The 118-year-old bronze monument, in Oakland, depicted famed Pittsburgh-born songwriter Stephen Foster and a barefoot black man playing a banjo at Foster's feet. During the morning rush hour, a city work crew using a backhoe and a web of strapping, took less than an hour to lift the statue from its granite pedestal and place it on a flatbed truck. It was transported to the Department of Public Works facility in Highland Park, where it will be kept until a permanent home can be found.
Responding to public outcry, the city’s Art Commission had voted this past October to remove the statue within six months. With that deadline approaching, the removal was announced to the media on Wednesday night, with the information embargoed until 7 a.m.
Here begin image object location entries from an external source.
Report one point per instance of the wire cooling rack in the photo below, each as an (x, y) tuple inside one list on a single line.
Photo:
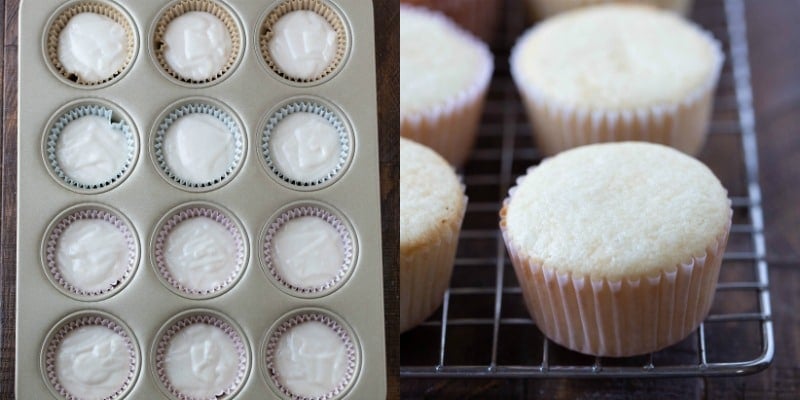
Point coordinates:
[(483, 330)]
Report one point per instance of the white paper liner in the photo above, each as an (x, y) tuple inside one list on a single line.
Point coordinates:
[(218, 216), (425, 273), (212, 7), (540, 9), (477, 16), (345, 238), (124, 128), (51, 354), (97, 7), (321, 8), (617, 318), (51, 247), (311, 107), (207, 319), (352, 354), (559, 126), (199, 108), (450, 128)]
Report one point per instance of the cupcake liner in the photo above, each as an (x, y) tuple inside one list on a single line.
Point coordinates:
[(323, 9), (311, 107), (425, 274), (557, 127), (451, 128), (345, 237), (52, 142), (175, 218), (162, 346), (477, 16), (212, 7), (54, 342), (198, 108), (51, 246), (541, 9), (351, 347), (617, 318), (97, 7)]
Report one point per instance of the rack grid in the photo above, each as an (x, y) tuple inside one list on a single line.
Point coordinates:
[(482, 329)]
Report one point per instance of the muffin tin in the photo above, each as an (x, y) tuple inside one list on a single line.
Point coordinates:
[(163, 202)]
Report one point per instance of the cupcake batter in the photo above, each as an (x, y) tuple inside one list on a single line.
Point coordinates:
[(92, 255), (202, 361), (92, 46), (308, 252), (311, 360), (198, 148), (303, 45), (201, 254)]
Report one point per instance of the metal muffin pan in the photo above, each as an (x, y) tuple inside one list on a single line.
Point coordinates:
[(142, 199)]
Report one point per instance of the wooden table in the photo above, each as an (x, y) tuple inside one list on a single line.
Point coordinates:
[(774, 37), (386, 45)]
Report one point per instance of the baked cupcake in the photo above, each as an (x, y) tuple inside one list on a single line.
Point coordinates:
[(432, 205), (617, 72), (617, 246), (443, 82), (540, 9), (477, 16)]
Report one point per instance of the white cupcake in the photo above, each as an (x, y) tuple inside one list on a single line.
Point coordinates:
[(444, 75), (617, 247)]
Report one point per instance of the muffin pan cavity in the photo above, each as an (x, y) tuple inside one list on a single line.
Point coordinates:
[(192, 200), (303, 42)]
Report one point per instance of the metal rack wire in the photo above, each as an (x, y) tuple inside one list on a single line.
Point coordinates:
[(483, 330)]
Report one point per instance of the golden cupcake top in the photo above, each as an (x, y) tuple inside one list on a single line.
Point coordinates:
[(441, 64), (616, 57), (618, 210), (431, 196)]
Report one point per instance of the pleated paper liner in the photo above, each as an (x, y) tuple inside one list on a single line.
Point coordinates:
[(324, 9), (118, 121), (174, 327), (219, 10), (60, 20), (450, 128), (682, 125), (270, 350), (477, 16), (541, 9), (69, 325), (315, 108), (425, 274), (190, 107), (216, 215), (269, 253), (51, 246)]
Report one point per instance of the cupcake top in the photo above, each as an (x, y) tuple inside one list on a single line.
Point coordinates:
[(437, 74), (431, 195), (304, 44), (618, 210), (198, 45), (92, 46), (614, 57), (93, 362)]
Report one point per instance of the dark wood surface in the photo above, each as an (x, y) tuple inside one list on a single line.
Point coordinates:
[(387, 56), (774, 37)]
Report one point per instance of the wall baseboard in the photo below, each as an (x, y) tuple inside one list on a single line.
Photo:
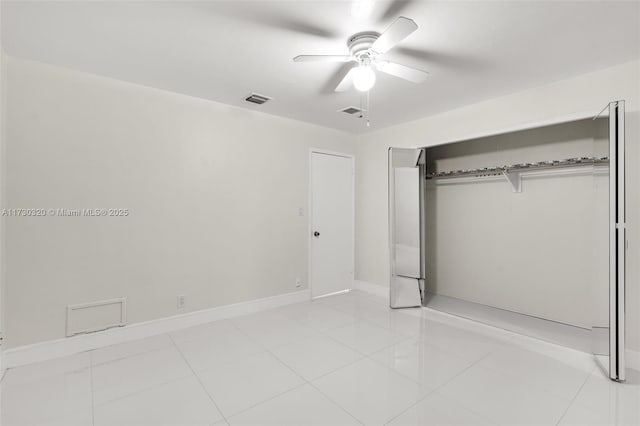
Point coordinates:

Thursday.
For all the criticism it generated, the statue’s removal itself generated little attention from passersby. One young woman wearing a backpack as she walked across Forbes yelled, “Take it down!” A guy in a truck stopped at a traffic light yelled “Leave it up!” out his window.
The statue was prominently placed on Forbes Avenue right by the Carnegie Museums and the Carnegie Library of Pittsburgh’s main branch.
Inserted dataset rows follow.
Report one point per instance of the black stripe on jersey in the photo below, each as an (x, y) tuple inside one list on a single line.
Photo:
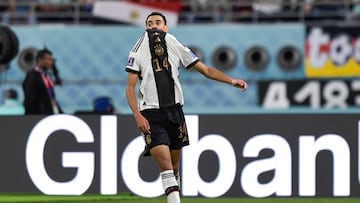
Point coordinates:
[(137, 45), (192, 64), (161, 68)]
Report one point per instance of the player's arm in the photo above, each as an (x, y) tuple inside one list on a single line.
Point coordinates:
[(217, 75), (141, 121)]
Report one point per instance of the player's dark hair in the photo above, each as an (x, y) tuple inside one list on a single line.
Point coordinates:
[(42, 53), (156, 13)]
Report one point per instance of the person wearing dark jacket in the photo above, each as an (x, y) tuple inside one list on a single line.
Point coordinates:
[(38, 87)]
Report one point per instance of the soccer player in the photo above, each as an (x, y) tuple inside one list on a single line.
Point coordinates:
[(154, 61)]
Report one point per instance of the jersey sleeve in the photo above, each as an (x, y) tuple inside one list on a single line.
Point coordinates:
[(187, 57), (132, 65)]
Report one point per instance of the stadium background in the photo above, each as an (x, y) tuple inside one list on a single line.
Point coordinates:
[(91, 60)]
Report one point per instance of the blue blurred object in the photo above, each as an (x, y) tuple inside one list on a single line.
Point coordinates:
[(103, 105)]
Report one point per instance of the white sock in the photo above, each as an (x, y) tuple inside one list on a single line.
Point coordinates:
[(178, 178), (170, 186)]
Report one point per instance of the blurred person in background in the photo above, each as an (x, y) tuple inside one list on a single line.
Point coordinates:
[(18, 11), (155, 60), (38, 86), (11, 105)]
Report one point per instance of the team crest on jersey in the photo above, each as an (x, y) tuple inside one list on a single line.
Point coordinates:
[(131, 61), (159, 50)]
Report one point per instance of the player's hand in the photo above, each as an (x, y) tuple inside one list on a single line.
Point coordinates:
[(142, 124), (239, 84)]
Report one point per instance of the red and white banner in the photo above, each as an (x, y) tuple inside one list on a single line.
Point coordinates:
[(135, 12)]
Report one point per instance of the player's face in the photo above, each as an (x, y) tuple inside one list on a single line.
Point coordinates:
[(47, 61), (156, 22)]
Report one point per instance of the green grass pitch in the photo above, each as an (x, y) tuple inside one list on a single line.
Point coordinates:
[(124, 198)]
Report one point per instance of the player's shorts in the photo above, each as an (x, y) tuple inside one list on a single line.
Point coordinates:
[(167, 126)]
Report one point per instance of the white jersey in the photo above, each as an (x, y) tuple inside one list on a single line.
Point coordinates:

Most observing the event were members of the media. Others included Mayor Bill Peduto's Chief of Staff Dan Gilman; the city’s Public Art and Civic Design manager, Yesica Guerra; and Timothy McNulty, spokesperson for the mayor.
A handful of people watching the action took cell-phone photos. One was Tammy Bevilacqua, who works nearby.
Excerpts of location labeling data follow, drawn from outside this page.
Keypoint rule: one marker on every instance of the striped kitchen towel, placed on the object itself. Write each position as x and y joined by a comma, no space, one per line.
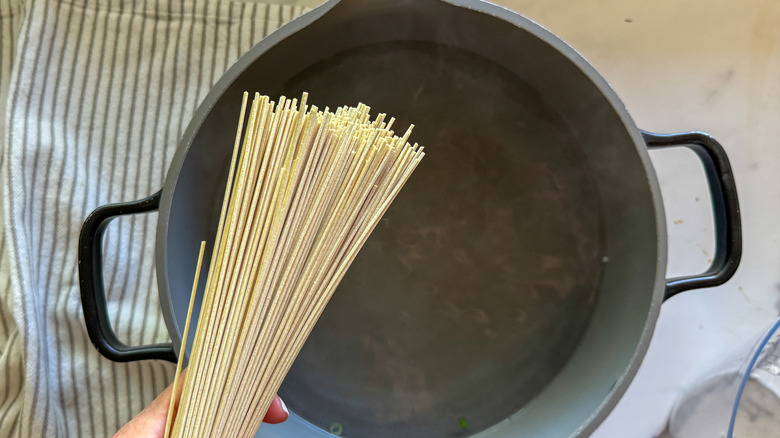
95,96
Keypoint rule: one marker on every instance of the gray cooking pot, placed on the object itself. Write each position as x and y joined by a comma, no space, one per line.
512,288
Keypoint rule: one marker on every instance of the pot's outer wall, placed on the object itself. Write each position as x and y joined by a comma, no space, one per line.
634,237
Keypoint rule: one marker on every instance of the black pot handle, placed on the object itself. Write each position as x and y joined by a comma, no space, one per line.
725,208
93,295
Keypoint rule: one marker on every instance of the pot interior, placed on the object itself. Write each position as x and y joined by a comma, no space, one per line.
471,301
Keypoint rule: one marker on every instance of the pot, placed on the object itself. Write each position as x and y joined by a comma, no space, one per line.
512,288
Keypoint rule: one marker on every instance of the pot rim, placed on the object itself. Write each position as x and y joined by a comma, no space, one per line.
479,6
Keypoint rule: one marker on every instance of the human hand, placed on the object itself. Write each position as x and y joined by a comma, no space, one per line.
150,423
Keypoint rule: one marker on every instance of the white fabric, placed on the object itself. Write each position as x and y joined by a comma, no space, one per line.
95,96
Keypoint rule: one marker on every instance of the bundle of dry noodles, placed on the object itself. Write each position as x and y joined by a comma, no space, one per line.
305,189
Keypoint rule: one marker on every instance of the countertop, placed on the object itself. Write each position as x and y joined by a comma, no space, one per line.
678,66
705,65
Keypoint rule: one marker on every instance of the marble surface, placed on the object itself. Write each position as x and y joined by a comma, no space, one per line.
694,65
702,65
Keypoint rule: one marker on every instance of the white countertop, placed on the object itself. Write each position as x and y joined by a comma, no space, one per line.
702,65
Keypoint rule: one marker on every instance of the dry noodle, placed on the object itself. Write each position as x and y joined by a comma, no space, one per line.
305,189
“I’m really glad that it’s being taken down. We need to take a stand on racism in America,” said Bevilacqua. “This isn’t a statue that provides any happiness for anybody but white people. So it’s time to get rid of it and replace it with something that we really care for.”
The city is currently holding public meetings to select an African-American woman from Pittsburgh to honor with a monument in place of the Foster statue. In fact, before removing the statue, workers took away small signs circling its pedestal noting African-American women from Pittsburgh who have been suggested as subjects for that replacement monument including artist Selma Burke and entrepreneur Madam C.J. Walker.
While criticism of the statue date at least to the 1980s, calls to remove it intensified last year following the deadly protest in Charlottesville, Va., over the removal of Confederate monuments there. Popular Pittsburgh-based blogger Damon Young called the Foster monument “the most racist statue in America,” and comments at a pair of public hearings held by the Art Commission were no less pointed. While a few speakers defended the statue as a tribute to Foster, most said it demeaned African Americans.
The statue was commissioned and conceptualized by civic leaders in the late 19th century and completed by sculptor Giuseppe Moretti. The figure of the raggedly dressed banjo player is a fictional character meant to represent an enslaved African-American whose music had supposedly inspired Foster, whose career was launched by songs he wrote for blackface minstrel shows in the 1840s, including “Oh! Susanna.” (Minstrel shows were for decades the nation’s most popular form of commercial entertainment, and lasted into the 20th century.)
The statue was originally located in Highland Park, but was relocated to Oakland in 1940.
The statue weighs about 800 pounds, said Tom Samstag, the city’s acting supervision of construction, who led the removal effort Thursday.
City crews were initially unsure whether and how the bronze was secured to its 4-foot-tall granite pedestal. The crew of about 10 – including ironworkers, heavy-equipment operators a carpenter, and a cement finisher – spent most of its time deciding how to affix the strapping by which the backhoe would remove the sculpture.
At one point, a worker positioning the straps climbed onto the bronze, standing on the lyre laying at Foster’s feet and steadying himself by holding onto the head of the banjo. (The strap around the Foster figure’s midsection was bright purple; another strap, around the bare ankle of the banjo player, served as a safety tether.)
Samstag said it was the first time his crews had moved a statue.
But it turned out the statue was held in place by little but gravity, and it came free quite easily, leaving a bare pedestal reading “Stephen Collins Foster 1826-1864.”
For about 20 minutes, the flatbed bearing it sat parked at the Forbes Avenue curb, leaving the Foster figure to appear to contemplate the early-morning work rush. The granite pedestal, though more compact in shape, might actually prove tougher to move, said Samstag: It is in two pieces, the larger of which he estimated weighed “six or seven tons.”
Despite months of effort to find the statue a new home, city officials have not yet found any takers. McNulty said those efforts will continue.
The statue's granite pedestal was removed by 8:30 a.m, according to McNulty.